Wednesday, December 31, 2003

Steve Mills on Microsoft

Steve Mills is the head of software at IBM. IBM has five major software "brands" -- Lotus, WebSphere, Tivoli, DB2, and Rational. Recently, he and Bill Gates presented their vision of web services in public, and it's worth reading his take on what's in store for Microsoft next year.

In essence, Steve thinks that Microsoft will try to integrate the client (where it is dominant) with the server (where it is not) and will do this through a combination of closed web-services from the technical side, and useful bundled client/server apps on the marketing side. Predictably, Steve thinks this will fail because 1) the tight bundling is not really that valuable and 2) the Internet has made open standards easier to create and be adopted.

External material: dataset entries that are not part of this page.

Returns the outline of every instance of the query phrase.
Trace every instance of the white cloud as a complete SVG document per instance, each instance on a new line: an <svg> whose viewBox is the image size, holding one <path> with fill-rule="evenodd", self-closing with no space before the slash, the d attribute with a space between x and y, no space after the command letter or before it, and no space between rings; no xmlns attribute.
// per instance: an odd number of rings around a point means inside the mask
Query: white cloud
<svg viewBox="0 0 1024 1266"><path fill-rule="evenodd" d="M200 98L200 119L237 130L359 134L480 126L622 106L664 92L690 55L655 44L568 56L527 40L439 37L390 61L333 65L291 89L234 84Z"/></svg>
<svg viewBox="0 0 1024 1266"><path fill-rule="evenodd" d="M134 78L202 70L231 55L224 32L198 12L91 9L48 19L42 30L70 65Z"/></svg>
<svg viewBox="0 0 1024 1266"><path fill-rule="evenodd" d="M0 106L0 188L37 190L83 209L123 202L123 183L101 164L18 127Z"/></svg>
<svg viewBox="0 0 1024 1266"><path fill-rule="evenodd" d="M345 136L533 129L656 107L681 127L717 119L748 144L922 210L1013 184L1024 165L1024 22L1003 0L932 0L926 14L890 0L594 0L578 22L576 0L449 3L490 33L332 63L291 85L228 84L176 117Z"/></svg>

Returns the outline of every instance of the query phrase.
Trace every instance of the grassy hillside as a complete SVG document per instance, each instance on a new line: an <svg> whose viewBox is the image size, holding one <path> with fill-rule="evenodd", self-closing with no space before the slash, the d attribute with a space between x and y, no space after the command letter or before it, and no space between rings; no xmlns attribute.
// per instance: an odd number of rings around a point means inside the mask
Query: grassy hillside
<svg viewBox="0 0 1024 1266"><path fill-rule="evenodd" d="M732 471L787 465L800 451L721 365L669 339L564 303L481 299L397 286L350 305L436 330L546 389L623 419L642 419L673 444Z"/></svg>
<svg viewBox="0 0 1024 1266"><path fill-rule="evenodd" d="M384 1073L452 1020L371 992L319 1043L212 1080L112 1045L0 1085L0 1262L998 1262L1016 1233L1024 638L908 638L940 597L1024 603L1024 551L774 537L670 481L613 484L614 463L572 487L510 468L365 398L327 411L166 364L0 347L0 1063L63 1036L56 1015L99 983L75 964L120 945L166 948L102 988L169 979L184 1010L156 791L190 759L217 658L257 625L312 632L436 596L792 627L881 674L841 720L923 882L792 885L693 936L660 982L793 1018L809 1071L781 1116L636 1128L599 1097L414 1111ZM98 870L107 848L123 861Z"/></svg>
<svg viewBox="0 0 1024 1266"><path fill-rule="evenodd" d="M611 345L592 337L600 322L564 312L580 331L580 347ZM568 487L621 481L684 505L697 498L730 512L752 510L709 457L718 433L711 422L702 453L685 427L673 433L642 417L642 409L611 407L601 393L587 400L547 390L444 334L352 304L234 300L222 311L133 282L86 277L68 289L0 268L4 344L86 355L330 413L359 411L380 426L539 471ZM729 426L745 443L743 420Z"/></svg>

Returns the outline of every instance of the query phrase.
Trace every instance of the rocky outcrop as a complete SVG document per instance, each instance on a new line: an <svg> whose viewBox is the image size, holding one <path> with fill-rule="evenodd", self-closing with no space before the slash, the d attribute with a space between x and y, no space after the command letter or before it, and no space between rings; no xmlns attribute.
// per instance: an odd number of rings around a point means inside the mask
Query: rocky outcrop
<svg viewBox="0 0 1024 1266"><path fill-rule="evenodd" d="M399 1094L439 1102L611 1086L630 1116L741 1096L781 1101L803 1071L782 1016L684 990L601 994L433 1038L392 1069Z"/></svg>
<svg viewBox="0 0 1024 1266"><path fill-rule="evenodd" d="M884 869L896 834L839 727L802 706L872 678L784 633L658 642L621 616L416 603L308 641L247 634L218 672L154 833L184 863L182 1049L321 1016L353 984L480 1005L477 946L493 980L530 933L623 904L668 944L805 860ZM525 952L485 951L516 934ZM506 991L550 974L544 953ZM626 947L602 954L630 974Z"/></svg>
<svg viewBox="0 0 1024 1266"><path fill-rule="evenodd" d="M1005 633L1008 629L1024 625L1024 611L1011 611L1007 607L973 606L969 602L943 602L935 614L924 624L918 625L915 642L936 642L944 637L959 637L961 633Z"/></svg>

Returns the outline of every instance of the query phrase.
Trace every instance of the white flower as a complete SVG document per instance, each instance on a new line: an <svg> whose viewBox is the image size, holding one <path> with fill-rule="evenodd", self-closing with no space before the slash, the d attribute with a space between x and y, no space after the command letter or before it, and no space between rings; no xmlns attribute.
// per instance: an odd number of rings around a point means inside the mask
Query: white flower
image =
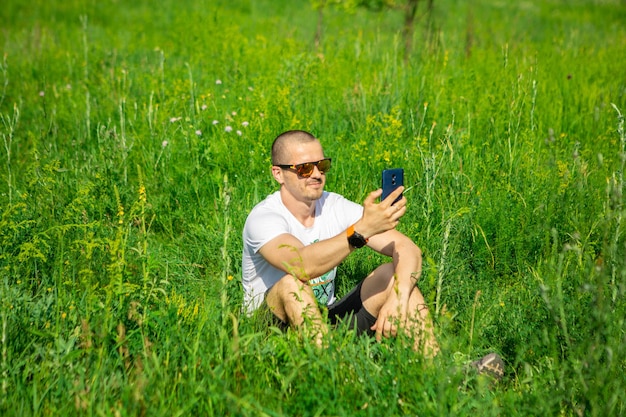
<svg viewBox="0 0 626 417"><path fill-rule="evenodd" d="M200 107L202 110L206 110L209 108L209 106L207 106L206 104L203 104L202 107Z"/></svg>
<svg viewBox="0 0 626 417"><path fill-rule="evenodd" d="M45 95L46 95L46 93L44 93L43 91L40 91L40 92L39 92L39 97L43 97L43 96L45 96Z"/></svg>
<svg viewBox="0 0 626 417"><path fill-rule="evenodd" d="M213 120L213 125L218 124L220 121L219 120Z"/></svg>
<svg viewBox="0 0 626 417"><path fill-rule="evenodd" d="M248 87L248 90L252 91L252 90L254 90L254 88L252 88L252 87Z"/></svg>
<svg viewBox="0 0 626 417"><path fill-rule="evenodd" d="M176 123L180 119L182 119L182 117L172 117L172 118L170 118L170 123Z"/></svg>
<svg viewBox="0 0 626 417"><path fill-rule="evenodd" d="M168 141L164 140L163 142L161 142L161 146L165 148L168 143L169 143Z"/></svg>
<svg viewBox="0 0 626 417"><path fill-rule="evenodd" d="M239 136L241 136L241 135L242 135L241 130L238 130L238 131L237 131L237 134L238 134Z"/></svg>
<svg viewBox="0 0 626 417"><path fill-rule="evenodd" d="M236 111L232 112L231 114L232 114L233 116L237 116L237 112L236 112Z"/></svg>
<svg viewBox="0 0 626 417"><path fill-rule="evenodd" d="M227 132L232 132L233 128L230 127L230 126L226 126L226 128L224 128L224 130L227 131Z"/></svg>
<svg viewBox="0 0 626 417"><path fill-rule="evenodd" d="M250 123L248 123L248 122L243 122L243 123L241 123L241 125L242 125L243 127L248 127L248 125L249 125L249 124L250 124Z"/></svg>
<svg viewBox="0 0 626 417"><path fill-rule="evenodd" d="M220 85L222 83L222 80L215 80L215 84Z"/></svg>
<svg viewBox="0 0 626 417"><path fill-rule="evenodd" d="M196 135L202 136L202 130L200 130L200 129L196 130Z"/></svg>

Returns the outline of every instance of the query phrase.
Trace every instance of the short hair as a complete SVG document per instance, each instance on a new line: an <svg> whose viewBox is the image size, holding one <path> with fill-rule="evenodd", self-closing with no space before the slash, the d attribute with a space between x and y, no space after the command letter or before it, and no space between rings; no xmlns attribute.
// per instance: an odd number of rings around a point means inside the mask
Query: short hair
<svg viewBox="0 0 626 417"><path fill-rule="evenodd" d="M308 143L318 140L311 133L304 130L288 130L276 136L272 143L272 164L280 165L286 163L289 157L287 147L293 143Z"/></svg>

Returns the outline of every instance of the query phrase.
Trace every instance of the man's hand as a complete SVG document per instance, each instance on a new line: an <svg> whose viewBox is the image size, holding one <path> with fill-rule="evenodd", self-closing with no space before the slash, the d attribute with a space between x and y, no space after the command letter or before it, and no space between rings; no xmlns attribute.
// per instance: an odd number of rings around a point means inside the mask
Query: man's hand
<svg viewBox="0 0 626 417"><path fill-rule="evenodd" d="M406 298L406 300L403 300ZM398 326L405 325L407 320L407 308L409 305L408 294L393 294L378 312L378 319L371 327L376 333L376 340L380 342L383 337L395 337L398 334Z"/></svg>
<svg viewBox="0 0 626 417"><path fill-rule="evenodd" d="M392 205L403 190L404 187L398 187L380 203L376 203L376 199L382 195L383 190L372 191L363 202L363 217L355 223L354 229L367 239L394 229L406 212L405 197Z"/></svg>

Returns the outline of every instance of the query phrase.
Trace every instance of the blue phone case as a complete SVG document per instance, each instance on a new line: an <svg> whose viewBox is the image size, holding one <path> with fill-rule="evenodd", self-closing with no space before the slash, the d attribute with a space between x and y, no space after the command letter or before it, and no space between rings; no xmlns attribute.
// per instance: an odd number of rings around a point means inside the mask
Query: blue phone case
<svg viewBox="0 0 626 417"><path fill-rule="evenodd" d="M387 198L387 196L391 194L393 190L401 185L404 185L404 169L392 168L383 170L382 182L383 194L380 196L380 201L383 201L385 198ZM402 194L400 194L393 203L396 203L401 198Z"/></svg>

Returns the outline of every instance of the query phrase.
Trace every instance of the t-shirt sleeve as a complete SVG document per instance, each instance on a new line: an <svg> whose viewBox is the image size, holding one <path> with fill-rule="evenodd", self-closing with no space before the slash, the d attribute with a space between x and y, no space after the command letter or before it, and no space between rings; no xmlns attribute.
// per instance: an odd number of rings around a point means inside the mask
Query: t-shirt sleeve
<svg viewBox="0 0 626 417"><path fill-rule="evenodd" d="M252 253L257 253L267 242L285 233L289 233L289 225L280 214L257 210L248 216L243 238Z"/></svg>

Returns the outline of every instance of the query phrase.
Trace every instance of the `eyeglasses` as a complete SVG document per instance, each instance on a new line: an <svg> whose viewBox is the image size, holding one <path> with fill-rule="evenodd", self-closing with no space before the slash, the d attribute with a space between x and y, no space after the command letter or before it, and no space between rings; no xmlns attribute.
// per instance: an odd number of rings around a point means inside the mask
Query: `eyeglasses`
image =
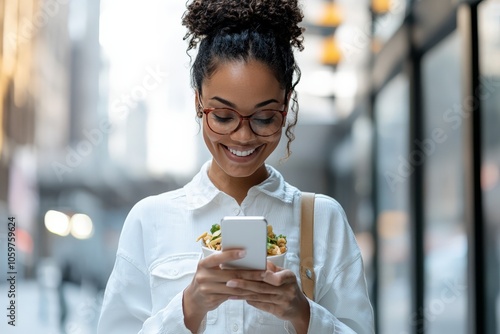
<svg viewBox="0 0 500 334"><path fill-rule="evenodd" d="M287 112L284 110L263 109L250 116L242 116L231 108L204 108L200 102L200 110L205 114L207 125L219 135L228 135L238 130L243 120L248 120L250 129L257 136L269 137L277 133L285 122Z"/></svg>

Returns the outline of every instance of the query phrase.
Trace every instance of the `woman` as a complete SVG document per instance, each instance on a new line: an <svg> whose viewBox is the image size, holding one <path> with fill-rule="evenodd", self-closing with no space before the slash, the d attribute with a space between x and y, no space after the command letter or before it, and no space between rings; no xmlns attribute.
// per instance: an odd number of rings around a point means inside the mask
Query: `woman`
<svg viewBox="0 0 500 334"><path fill-rule="evenodd" d="M100 333L372 333L361 255L340 205L316 195L315 300L301 291L301 192L266 159L293 140L296 0L195 0L183 17L194 107L212 154L182 189L148 197L128 215ZM295 80L294 80L295 75ZM284 268L221 270L242 250L201 258L196 238L228 215L265 216L288 239Z"/></svg>

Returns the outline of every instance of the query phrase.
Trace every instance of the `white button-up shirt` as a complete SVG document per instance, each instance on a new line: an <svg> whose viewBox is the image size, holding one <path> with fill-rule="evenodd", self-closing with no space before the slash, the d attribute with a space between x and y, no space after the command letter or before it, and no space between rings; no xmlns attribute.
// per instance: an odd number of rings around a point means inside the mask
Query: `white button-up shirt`
<svg viewBox="0 0 500 334"><path fill-rule="evenodd" d="M123 226L116 262L104 296L98 332L191 333L184 324L183 290L201 258L196 238L224 216L264 216L287 236L285 268L300 284L301 192L267 166L269 177L238 205L208 178L207 162L181 189L141 200ZM341 206L316 195L314 207L315 301L308 333L373 333L361 254ZM210 311L199 333L295 333L290 322L242 300Z"/></svg>

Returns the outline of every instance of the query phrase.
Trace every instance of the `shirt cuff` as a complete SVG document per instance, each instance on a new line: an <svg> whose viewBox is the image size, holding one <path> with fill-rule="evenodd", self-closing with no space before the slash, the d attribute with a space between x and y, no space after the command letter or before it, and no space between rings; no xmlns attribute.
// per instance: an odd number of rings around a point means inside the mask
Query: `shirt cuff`
<svg viewBox="0 0 500 334"><path fill-rule="evenodd" d="M323 306L309 300L309 318L308 333L337 333L335 331L335 316Z"/></svg>
<svg viewBox="0 0 500 334"><path fill-rule="evenodd" d="M309 302L310 312L309 327L307 328L307 333L336 333L336 318L330 313L330 311L309 299L307 299L307 301ZM297 334L290 321L285 321L285 331L288 334Z"/></svg>

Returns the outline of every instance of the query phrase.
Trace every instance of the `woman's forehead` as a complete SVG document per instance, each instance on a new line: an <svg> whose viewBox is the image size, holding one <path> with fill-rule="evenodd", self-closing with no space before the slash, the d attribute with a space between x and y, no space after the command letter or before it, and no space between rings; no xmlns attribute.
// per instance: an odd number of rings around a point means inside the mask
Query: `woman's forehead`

IBM's software group recently re-aligned by industry sector, a move I thought was peculiar at the time because if anything is truly standard across industry, it's the sort of middleware database or management system software that IBM produces. It turns out that this restructuring was there to support building industry specific adaptors and XML schemas into true cross-industry platforms like WebSphere, and so incorporate the industry specific insight IBM has through its services division down into the code it wants to sell into those industries.

I'm a big fan of commoditizing low-level parts of the technology stack so the application builders end up closer to industry needs, and we will see if IBM's approach ends up changing the game to make this more common. Right now, home rolled applications tend to be ugly and buggy and maybe or maybe not close to the real requires specs, while vendor apps (at least Microsoft's) tend to be of extremely high quality (compared to home rolled apps) but quite far from what people actually need to do. I hope that, over time, web services will let home rolled apps be closer to Microsoft quality and specific to the task at hand.